CHRIST When I got the call from Matt the next afternoon, I really couldn't believe it. I grabbed my shit and just went over to his house and that was the first day of all of us coming together and crying on each other's shoulders. For two, maybe three straight weeks it was just very surreal. You just kind of try to think about anything else but how to possibly continue without having our best friend around. We were camping out. We'd trade-off houses. We'd camp out at Matt's house, then we'd camp out at Brian's house, then we'd camp out at my house. We just didn't want to leave the house and we didn't want to leave each other. We were inconsolable.

GATES For fucking days we camped out in each others' houses. We basically gutted the living rooms and camped out, literally brought mattresses down and just camped out with, like, 20 or 30 people. Some people who weren't staying the night came in the morning and hung out for the afternoon. Jimmy's family came over and shit.

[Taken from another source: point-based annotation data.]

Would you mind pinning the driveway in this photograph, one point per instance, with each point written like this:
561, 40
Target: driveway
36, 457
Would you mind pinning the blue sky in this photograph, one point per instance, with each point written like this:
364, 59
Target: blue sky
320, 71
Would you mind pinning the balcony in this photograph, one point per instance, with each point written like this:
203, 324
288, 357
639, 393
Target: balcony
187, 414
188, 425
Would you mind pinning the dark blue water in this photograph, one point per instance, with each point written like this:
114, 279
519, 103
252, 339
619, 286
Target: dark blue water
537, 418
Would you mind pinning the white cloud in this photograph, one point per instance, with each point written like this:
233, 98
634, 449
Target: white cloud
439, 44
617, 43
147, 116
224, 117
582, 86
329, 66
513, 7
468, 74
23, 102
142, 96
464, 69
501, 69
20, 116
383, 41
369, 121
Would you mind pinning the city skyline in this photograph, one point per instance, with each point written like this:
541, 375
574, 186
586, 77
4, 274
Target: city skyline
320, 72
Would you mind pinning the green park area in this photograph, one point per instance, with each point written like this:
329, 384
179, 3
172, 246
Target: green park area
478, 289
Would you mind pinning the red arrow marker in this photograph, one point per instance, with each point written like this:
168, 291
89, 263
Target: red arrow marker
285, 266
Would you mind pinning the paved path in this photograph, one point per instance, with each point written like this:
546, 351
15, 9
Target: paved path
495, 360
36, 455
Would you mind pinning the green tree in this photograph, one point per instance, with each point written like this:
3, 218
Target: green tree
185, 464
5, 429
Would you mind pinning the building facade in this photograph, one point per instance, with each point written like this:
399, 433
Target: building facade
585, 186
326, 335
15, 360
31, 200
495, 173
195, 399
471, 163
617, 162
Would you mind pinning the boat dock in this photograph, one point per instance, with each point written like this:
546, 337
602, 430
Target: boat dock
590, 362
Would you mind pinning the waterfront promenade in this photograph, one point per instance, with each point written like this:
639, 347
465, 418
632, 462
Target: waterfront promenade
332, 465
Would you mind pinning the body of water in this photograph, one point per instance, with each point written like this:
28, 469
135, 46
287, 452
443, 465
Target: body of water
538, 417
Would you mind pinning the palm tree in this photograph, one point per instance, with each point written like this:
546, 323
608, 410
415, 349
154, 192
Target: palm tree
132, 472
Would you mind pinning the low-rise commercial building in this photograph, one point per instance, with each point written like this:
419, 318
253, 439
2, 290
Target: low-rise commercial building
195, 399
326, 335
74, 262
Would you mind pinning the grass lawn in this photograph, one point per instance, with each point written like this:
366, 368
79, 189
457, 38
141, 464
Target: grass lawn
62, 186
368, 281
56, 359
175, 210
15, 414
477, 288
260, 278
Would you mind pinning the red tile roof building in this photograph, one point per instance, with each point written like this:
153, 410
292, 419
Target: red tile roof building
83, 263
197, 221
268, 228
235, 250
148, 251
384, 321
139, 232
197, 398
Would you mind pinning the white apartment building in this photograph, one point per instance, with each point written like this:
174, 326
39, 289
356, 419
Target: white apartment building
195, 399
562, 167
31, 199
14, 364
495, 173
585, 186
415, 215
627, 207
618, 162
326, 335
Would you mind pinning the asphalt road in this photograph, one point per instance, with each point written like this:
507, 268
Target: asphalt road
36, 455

VENGEANCE When something like that happens, you can't think straight. Everything goes up in the air. You stopped caring about music; you stop caring about all that. All you care about is your friend and your other friends, who are dealing with this. It wasn't just like losing a band member; it was like losing a brother, losing a best friend, and like losing your fucking spouse, and it's like losing your dream, all in the same moment. It's something that most people will never be able to comprehend, just really the most absolute definition of devastation. And you don't care about anything. All you care about at that moment is the friends that you do have and watching out for them like a fucking hawk and watching out for yourself and making sure that you don't leave the world and hurt your friends. And it's just a lot of crazy stuff that happens at that moment.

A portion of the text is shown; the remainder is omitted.